Merge all hard negatives files:
cat $PROCESSED_DIR/msmarco/t5/*.hn.jsonl > $PROCESSED_DIR/msmarco/t5/train.hn.jsonl
Split it:
(in the processed dir)
tail -n 500 train.hn.jsonl > val.hn.jsonl
head -n 502439 train.hn.jsonl > train.new.hn.jsonl
Train with hard negatives:
python -m openmatch.driver.train_dr \
--output_dir $CHECKPOINT_DIR/msmarco/t5_s2 \
--model_name_or_path $CHECKPOINT_DIR/msmarco/t5 \ # start from stage 1 checkpoint
--do_train \
--save_steps 20000 \
--eval_steps 20000 \
--train_path $PROCESSED_DIR/msmarco/t5/train.new.hn.jsonl \
--eval_path $PROCESSED_DIR/msmarco/t5/val.hn.jsonl \
--fp16 \
--per_device_train_batch_size 8 \
--train_n_passages 8 \
--learning_rate 5e-6 \
--q_max_len 32 \
--p_max_len 128 \
--num_train_epochs 3 \
--logging_dir $LOG_DIR/msmarco/t5_s2 \
--evaluation_strategy steps
Finally, perform retrieval on the official dev set:
python -m openmatch.driver.build_index \
--output_dir $EMBEDDING_DIR/msmarco/t5_s2/ \ # for embeddings
--model_name_or_path $CHECKPOINT_DIR/msmarco/t5_s2 \
--per_device_eval_batch_size 256 \
--corpus_path $COLLECTION_DIR/marco/corpus.tsv \
--doc_template "Title: <title> Text: <text>" \
--doc_column_names id,title,text \
--q_max_len 32 \
--p_max_len 128 \
--fp16 \
--dataloader_num_workers 1
python -m openmatch.driver.retrieve \
--output_dir $EMBEDDING_DIR/msmarco/t5_s2/ \
--model_name_or_path $CHECKPOINT_DIR/msmarco/t5_s2 \
--per_device_eval_batch_size 256 \
--query_path $COLLECTION_DIR/marco/dev.query.txt \
--query_template "<text>" \
--query_column_names id,text \
--q_max_len 32 \
--fp16 \
--trec_save_path $RESULT_DIR/marco/t5-s2/dev.trec \ # TrecRun file for retrieval result
--dataloader_num_workers 1
Retrieval result evaluation¶
After the training and evaluation step, you can evaluate your retrieval result using the evaluation script provided and the trec file generated above:
python scripts/evaluate.py \
-m <your evaluation measure> \ # e.g. mrr.10
<your dev qrels file> \
$RESULT_DIR/marco/t5-s2/dev.trec
Notes¶
T5 weights scaling¶
It’s recommended to first scale the weights of T5 using scripts/scale_t5_weights.py before using it. The scaled version typically has a smoother optimization process. See scale-t5-weights.md for details.

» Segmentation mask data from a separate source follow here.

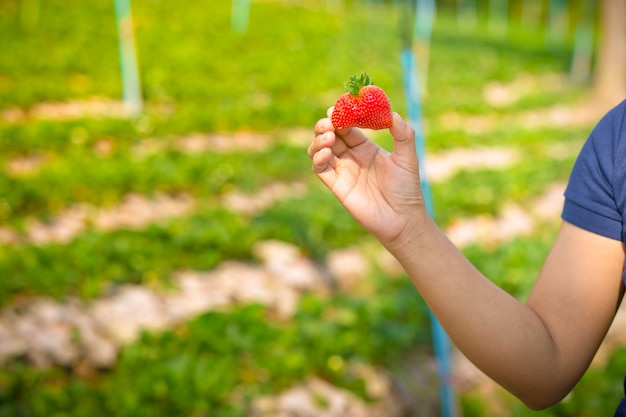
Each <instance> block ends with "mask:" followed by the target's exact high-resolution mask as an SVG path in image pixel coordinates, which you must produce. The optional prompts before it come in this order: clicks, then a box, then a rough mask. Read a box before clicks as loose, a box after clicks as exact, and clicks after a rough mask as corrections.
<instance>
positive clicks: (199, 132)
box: [0, 0, 626, 417]
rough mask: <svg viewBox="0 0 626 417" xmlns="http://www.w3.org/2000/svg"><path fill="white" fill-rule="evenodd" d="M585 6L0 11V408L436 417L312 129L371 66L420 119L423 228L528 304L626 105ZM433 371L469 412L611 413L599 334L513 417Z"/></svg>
mask: <svg viewBox="0 0 626 417" xmlns="http://www.w3.org/2000/svg"><path fill="white" fill-rule="evenodd" d="M600 3H602V4H596V2H588V1H584V0H569V1H567V0H536V1H522V0H510V1H506V0H456V1H455V0H449V1H443V0H441V1H437V2H432V1H408V0H407V1H403V0H395V1H391V0H389V1H374V0H370V1H366V0H352V1H349V0H345V1H344V0H282V1H281V0H251V1H245V0H233V1H215V0H212V1H205V2H190V1H179V2H172V1H163V0H135V1H133V2H132V5H131V4H129V3H128V2H126V1H123V0H117V1H111V0H92V1H89V2H67V1H60V0H0V45H1V49H0V50H1V52H2V53H0V150H1V151H0V416H89V417H94V416H100V415H102V416H105V415H106V416H133V417H135V416H198V417H199V416H212V417H213V416H219V417H222V416H437V415H442V413H443V410H444V408H445V407H444V406H443V405H442V404H441V401H440V399H439V395H438V386H439V382H440V381H439V378H438V377H437V366H436V364H437V360H436V358H435V355H434V352H433V348H432V345H433V341H432V340H431V339H432V337H431V329H430V327H431V324H430V321H429V314H428V310H427V307H426V306H425V304H424V303H423V301H422V299H421V298H420V296H419V294H418V293H417V292H416V291H415V290H414V288H413V287H412V284H411V283H410V281H409V280H408V278H407V277H406V276H405V275H404V273H403V272H402V270H401V269H400V268H399V267H398V265H397V264H396V263H395V262H394V260H393V259H391V258H390V257H389V255H388V254H386V253H385V251H384V250H383V249H382V248H381V247H380V245H379V244H377V242H375V241H374V240H373V239H372V238H371V237H370V236H368V235H367V233H365V232H364V231H363V230H362V228H360V227H359V226H358V225H357V224H356V223H355V222H354V221H352V220H351V219H350V217H349V216H348V215H347V214H346V213H345V212H344V211H343V210H342V208H341V207H340V205H339V204H338V202H336V201H335V199H334V197H332V196H331V195H330V193H329V192H327V190H326V189H324V187H323V186H322V185H321V183H319V181H318V180H317V179H316V178H315V177H314V175H313V174H312V173H311V171H310V161H309V159H308V157H307V156H306V147H307V146H308V144H309V142H310V141H311V140H312V138H313V126H314V124H315V122H316V121H317V120H318V119H319V118H321V117H324V115H325V112H326V109H327V108H328V107H329V106H331V105H332V104H334V102H335V100H336V98H337V97H338V96H339V95H340V94H342V93H343V83H344V81H345V80H347V79H348V78H349V77H350V76H351V75H353V74H355V73H359V72H361V71H363V70H365V71H367V72H368V73H369V74H370V76H372V77H373V78H374V80H375V83H376V84H377V85H379V86H381V87H382V88H383V89H385V90H386V91H387V93H388V95H389V97H390V101H391V104H392V107H393V109H394V110H395V111H397V112H399V113H400V114H401V115H403V116H405V117H408V114H409V113H410V111H413V113H412V114H413V115H417V119H414V121H416V122H417V123H419V125H420V127H422V128H423V136H424V138H425V141H426V146H425V148H426V156H425V157H424V158H423V160H422V163H423V164H424V165H425V167H426V168H425V169H426V172H427V174H428V179H429V181H430V183H431V185H432V194H433V195H432V203H433V207H434V217H435V219H436V221H437V222H438V224H439V225H440V226H441V227H442V229H444V230H446V231H447V233H448V234H449V236H450V237H451V239H452V240H453V241H454V242H455V243H456V244H457V245H458V246H459V247H460V248H461V249H462V250H463V252H464V253H465V254H466V255H467V256H468V257H469V258H470V260H471V261H472V262H473V263H474V264H475V265H476V266H477V267H478V268H479V269H480V270H481V271H483V272H484V273H485V274H486V275H487V276H488V277H489V278H490V279H492V280H493V281H494V282H496V283H497V284H498V285H500V286H502V287H503V288H504V289H505V290H507V291H508V292H510V293H511V294H513V295H514V296H515V297H517V298H520V299H524V298H525V297H526V295H527V294H528V291H529V289H530V287H531V285H532V283H533V280H534V278H535V277H536V275H537V273H538V271H539V268H540V266H541V264H542V262H543V259H544V257H545V255H546V254H547V250H548V248H549V247H550V245H551V243H552V239H553V237H554V235H555V232H556V229H557V227H558V223H559V215H560V205H561V204H562V192H563V189H564V186H565V183H566V181H567V178H568V175H569V170H570V168H571V166H572V164H573V162H574V159H575V157H576V155H577V152H578V150H579V149H580V147H581V146H582V143H583V141H584V140H585V139H586V137H587V135H588V134H589V132H590V130H591V129H592V128H593V126H594V125H595V123H596V122H597V121H598V119H599V118H600V117H601V116H602V115H603V114H604V113H605V112H606V111H607V110H609V109H610V108H611V107H612V106H614V105H615V104H617V103H618V102H619V101H620V100H621V99H622V98H623V97H624V91H625V90H626V89H625V87H624V86H625V80H626V47H625V46H624V42H625V41H626V33H623V32H624V31H626V29H625V28H626V23H625V22H624V20H625V19H626V12H625V11H624V7H625V6H624V4H623V2H621V1H611V0H606V1H604V2H600ZM601 6H602V7H601ZM407 53H409V54H411V56H413V57H415V59H416V62H417V67H416V68H413V69H412V72H411V73H410V74H409V75H410V76H411V77H414V78H413V79H417V80H418V82H419V89H418V90H419V91H418V92H417V93H415V89H414V90H413V96H412V97H413V99H415V100H414V103H413V104H412V105H411V104H410V103H409V102H408V100H407V98H408V97H407V93H406V91H405V82H404V80H405V79H407V71H406V67H403V61H401V56H403V54H407ZM416 95H417V96H418V97H416ZM415 102H417V104H418V105H419V109H418V110H419V111H417V112H415V110H416V109H415V107H414V106H415ZM411 106H413V108H411ZM371 135H372V138H374V139H375V140H376V141H377V142H379V143H380V144H381V145H382V146H384V147H386V148H390V146H391V143H392V141H391V139H390V137H389V136H388V134H386V132H371ZM621 317H622V315H621V312H620V315H619V316H618V320H616V323H615V326H614V327H615V329H619V327H620V326H622V324H621V323H622V320H621ZM621 333H622V334H626V332H625V331H622V332H621ZM623 337H624V336H622V338H623ZM451 361H452V365H453V376H452V378H451V381H449V382H450V383H451V384H452V385H453V387H454V391H455V398H454V403H455V407H456V409H457V415H465V416H493V415H499V416H527V415H543V416H570V415H577V416H583V415H588V416H595V415H611V413H613V411H614V407H615V405H616V404H617V402H618V399H619V398H621V396H622V393H621V390H622V388H621V380H622V377H623V372H624V369H626V365H625V362H626V353H625V351H624V350H623V341H622V340H620V337H619V332H616V331H613V330H612V331H611V332H610V334H609V337H608V338H607V341H606V343H605V344H604V345H603V347H602V349H601V351H600V352H599V354H598V357H597V358H596V360H594V363H593V365H592V367H591V369H590V370H589V372H588V373H587V374H586V376H585V377H584V378H583V380H582V381H581V383H580V384H579V385H578V386H577V387H576V389H575V390H574V391H573V393H572V394H570V395H569V396H568V397H567V398H566V399H565V400H564V401H563V402H562V403H561V404H559V405H557V406H555V407H552V408H550V409H548V410H546V411H544V412H541V413H531V412H530V411H528V410H527V409H526V408H524V407H523V406H522V405H521V403H520V402H519V401H517V400H516V399H514V398H512V397H511V396H510V395H508V394H507V393H505V392H504V391H503V390H501V389H500V388H498V387H496V386H495V385H494V384H493V383H491V382H490V381H489V380H488V379H486V378H485V377H484V376H483V375H482V374H480V373H479V372H477V371H476V370H475V369H474V368H472V366H471V365H470V364H469V363H468V362H467V361H466V360H465V359H464V358H463V357H462V355H460V354H459V353H458V352H456V351H454V350H453V351H452V353H451Z"/></svg>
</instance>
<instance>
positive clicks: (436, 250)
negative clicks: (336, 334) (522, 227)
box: [386, 218, 578, 407]
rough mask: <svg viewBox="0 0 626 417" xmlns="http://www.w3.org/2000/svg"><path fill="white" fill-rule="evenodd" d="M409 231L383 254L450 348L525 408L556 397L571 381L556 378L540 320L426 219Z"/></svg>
mask: <svg viewBox="0 0 626 417" xmlns="http://www.w3.org/2000/svg"><path fill="white" fill-rule="evenodd" d="M414 230H415V231H414V232H411V231H409V232H408V233H405V234H404V236H402V237H401V238H400V240H397V241H395V242H392V243H389V244H387V245H386V246H387V248H388V249H389V250H390V251H391V253H392V254H393V255H394V256H395V257H396V258H397V259H398V260H399V261H400V263H401V264H402V265H403V267H404V268H405V270H406V272H407V273H408V275H409V276H410V278H411V280H412V281H413V283H414V284H415V286H416V288H417V289H418V291H419V292H420V293H421V294H422V296H423V297H424V299H425V300H426V302H427V303H428V305H429V307H430V308H431V310H432V311H433V313H434V314H435V315H436V316H437V318H438V320H439V321H440V322H441V324H442V325H443V327H444V328H445V329H446V331H447V332H448V334H449V335H450V337H451V339H452V340H453V342H454V343H455V345H456V346H458V347H459V349H460V350H461V351H462V352H463V353H464V354H465V355H466V356H467V357H468V358H469V359H470V360H471V361H472V362H474V363H475V364H476V365H477V366H478V367H479V368H480V369H482V370H483V371H484V372H485V373H486V374H487V375H489V376H490V377H491V378H493V379H494V380H495V381H497V382H498V383H500V384H501V385H502V386H504V387H505V388H507V389H508V390H509V391H511V392H512V393H514V394H515V395H517V396H518V397H520V398H521V399H522V400H524V401H525V402H526V403H527V404H529V405H530V406H533V407H541V406H543V405H544V403H546V404H545V405H547V403H549V402H554V401H555V400H558V399H560V397H561V396H564V395H565V394H566V393H567V392H568V391H569V389H570V388H571V385H572V384H573V383H575V381H576V380H577V378H578V376H577V375H572V373H571V371H570V370H566V371H565V372H564V371H563V370H564V368H565V367H563V366H562V363H563V361H562V358H561V356H560V353H559V350H558V348H557V346H556V344H555V343H554V341H553V338H552V336H551V335H550V333H549V331H548V329H547V328H546V326H545V325H544V323H543V322H542V320H541V319H540V317H539V316H538V315H537V314H536V313H535V312H534V311H533V310H532V309H531V308H530V307H528V306H527V305H525V304H523V303H521V302H520V301H518V300H516V299H515V298H513V297H511V296H510V295H509V294H507V293H506V292H505V291H503V290H502V289H500V288H499V287H497V286H496V285H495V284H493V283H492V282H491V281H489V280H488V279H487V278H485V277H484V276H483V275H482V274H481V273H480V272H479V271H478V270H476V269H475V268H474V266H473V265H471V263H470V262H469V261H468V260H467V259H466V258H465V257H464V256H463V255H462V254H461V253H460V252H459V251H458V249H457V248H456V247H455V246H454V245H453V244H452V243H451V242H450V241H449V240H448V239H447V238H446V236H445V235H444V234H443V233H442V232H441V231H440V230H439V229H438V228H437V226H436V225H435V224H434V223H433V222H432V221H431V220H430V218H426V219H424V221H423V224H420V225H419V227H416V228H415V229H414ZM559 387H560V388H559ZM544 395H548V396H549V398H548V399H544V398H542V397H543V396H544Z"/></svg>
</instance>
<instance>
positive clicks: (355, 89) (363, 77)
mask: <svg viewBox="0 0 626 417" xmlns="http://www.w3.org/2000/svg"><path fill="white" fill-rule="evenodd" d="M366 85H374V79H373V78H370V76H369V75H367V73H366V72H365V71H363V72H361V74H359V75H357V74H355V75H353V76H352V77H350V79H349V80H348V81H346V84H345V86H346V91H347V92H348V93H350V94H351V95H353V96H358V95H359V91H361V88H363V87H365V86H366Z"/></svg>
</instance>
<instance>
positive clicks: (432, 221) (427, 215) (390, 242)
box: [381, 210, 438, 263]
mask: <svg viewBox="0 0 626 417" xmlns="http://www.w3.org/2000/svg"><path fill="white" fill-rule="evenodd" d="M437 230H438V228H437V225H436V224H435V222H434V221H433V219H432V218H431V217H430V215H429V214H428V213H427V212H426V211H425V210H420V211H419V212H418V213H416V214H415V215H414V216H413V217H411V218H410V219H409V220H408V221H407V222H406V224H405V226H404V227H403V229H402V230H401V232H400V233H399V234H398V235H396V236H395V237H394V238H393V239H390V240H388V241H381V243H382V244H383V246H384V247H385V248H386V249H387V250H388V251H389V252H390V253H391V254H392V255H393V256H394V257H395V258H396V259H398V261H400V262H401V263H403V261H404V260H405V259H410V258H414V257H415V254H416V252H418V253H419V252H420V251H421V248H423V247H424V246H425V245H428V244H429V243H428V242H432V237H433V234H434V233H435V232H436V231H437Z"/></svg>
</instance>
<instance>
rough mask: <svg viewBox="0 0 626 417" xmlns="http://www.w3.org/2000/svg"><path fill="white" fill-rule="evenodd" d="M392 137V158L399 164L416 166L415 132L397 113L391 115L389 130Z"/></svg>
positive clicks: (407, 123)
mask: <svg viewBox="0 0 626 417" xmlns="http://www.w3.org/2000/svg"><path fill="white" fill-rule="evenodd" d="M389 133H391V136H393V154H394V158H395V159H396V160H397V161H398V162H401V163H403V164H404V163H407V164H411V165H413V164H414V165H417V154H416V150H415V130H414V129H413V128H412V127H411V126H410V125H409V124H408V123H406V122H405V121H404V120H402V118H401V117H400V115H399V114H398V113H395V112H394V114H393V124H392V125H391V127H390V128H389Z"/></svg>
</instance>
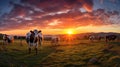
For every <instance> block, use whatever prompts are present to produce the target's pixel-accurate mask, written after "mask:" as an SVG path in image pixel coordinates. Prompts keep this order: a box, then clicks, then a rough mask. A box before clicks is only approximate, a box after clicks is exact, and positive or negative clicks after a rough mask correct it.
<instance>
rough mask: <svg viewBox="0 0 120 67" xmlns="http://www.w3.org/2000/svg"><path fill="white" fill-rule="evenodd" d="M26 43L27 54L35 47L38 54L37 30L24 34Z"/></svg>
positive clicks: (38, 35)
mask: <svg viewBox="0 0 120 67" xmlns="http://www.w3.org/2000/svg"><path fill="white" fill-rule="evenodd" d="M26 41H27V43H28V46H29V53H31V48H32V46H34V47H35V51H36V54H37V53H38V44H39V42H41V41H40V38H39V35H38V32H37V30H34V31H30V32H28V33H27V34H26Z"/></svg>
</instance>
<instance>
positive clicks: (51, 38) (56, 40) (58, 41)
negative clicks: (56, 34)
mask: <svg viewBox="0 0 120 67" xmlns="http://www.w3.org/2000/svg"><path fill="white" fill-rule="evenodd" d="M58 42H59V38H58V37H57V36H53V37H52V38H51V44H52V45H53V46H57V45H58Z"/></svg>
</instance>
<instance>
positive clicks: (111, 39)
mask: <svg viewBox="0 0 120 67" xmlns="http://www.w3.org/2000/svg"><path fill="white" fill-rule="evenodd" d="M115 39H117V36H116V35H107V36H106V42H108V41H114V40H115Z"/></svg>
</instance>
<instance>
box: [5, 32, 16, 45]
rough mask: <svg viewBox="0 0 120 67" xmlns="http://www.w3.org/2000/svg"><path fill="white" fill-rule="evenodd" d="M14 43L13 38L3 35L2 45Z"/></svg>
mask: <svg viewBox="0 0 120 67" xmlns="http://www.w3.org/2000/svg"><path fill="white" fill-rule="evenodd" d="M13 41H14V37H13V36H10V35H6V34H5V35H3V42H4V44H8V43H12V42H13Z"/></svg>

Distributed training and inference¶
Use torch.distributed.launch to start training and inference distributedly (i.e. using multiple GPUs), like:
CUDA_VISIBLE_DEVICES=2,3 python -m torch.distributed.launch --nproc_per_node=2 --master_port 19286 -m openmatch.driver.train_dr/build_index ...
During distributed training, set --negatives_x_device flag on to share document embeddings through devices.
Search with GPU(s)¶
If you’ve installed faiss-gpu properly, then you can perform search on GPU(s) by setting the --use_gpu flag on in openmatch.driver.retrieve.
Issues with the dataloader¶
Currently setting --dataloader_num_workers greater than 1 will produce an error - the data will be duplicated. This is because we use IterableDataset, which has problems with vanilla multi-worker processing. We will fix it in the future.